How’s your company culture? Do you have a company with a complaint box or do you sit and listen or talk to your employees? You might have created a culture that has made it difficult to open the lines of communication between you and your employees.
We don’t get along with everyone, which makes it naturally more difficult to communicate with some people. And honestly, sometimes we just don’t have the energy to communicate with them, and they might not want to communicate with you.
When an employee underperforms, it’s a tough conversation to have. Being the bearer of bad news or the office punisher is not everyone’s favorite job to have and sometimes it’s hard to have conversation about bad news. If you’re an employee, you might get defensive, which only adds to the situation.
After critically thinking about some communication barriers in your office, you can decide the changes you need to make.
Do you lack the lime?
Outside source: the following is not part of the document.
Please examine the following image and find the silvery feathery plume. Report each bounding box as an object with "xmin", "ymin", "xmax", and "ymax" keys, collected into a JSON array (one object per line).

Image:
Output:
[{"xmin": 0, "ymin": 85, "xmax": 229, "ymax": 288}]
Maybe schedule check ins every few weeks or once a month, that way it becomes part of the schedule and it may cut down on interruptions from drop ins.
Do you have a closed environment? Get rid of the complaint or suggestion box and try to let your employees know that their concerns will not collect dust. Opening your office door once in a while when you have a clear schedule lets your employees know that you are available.
Now personality is a tough one. You can’t fix personalities you don’t mesh with and you can’t force them to mesh with you. The only thing you can do is research how to handle personality types that test you and try to make the best of it. You hired that person for a reason, try to remember that and don’t let your personal feelings get in the way of supporting your employee.
Situational conversations will never become easier: Whether you’re the one giving or receiving it. Someone needs to do it though. Insperity has a list of things to remember when you are talking to employees about tough subjects.
Start making small changes, and soon the communication lines will be open between you and your employees.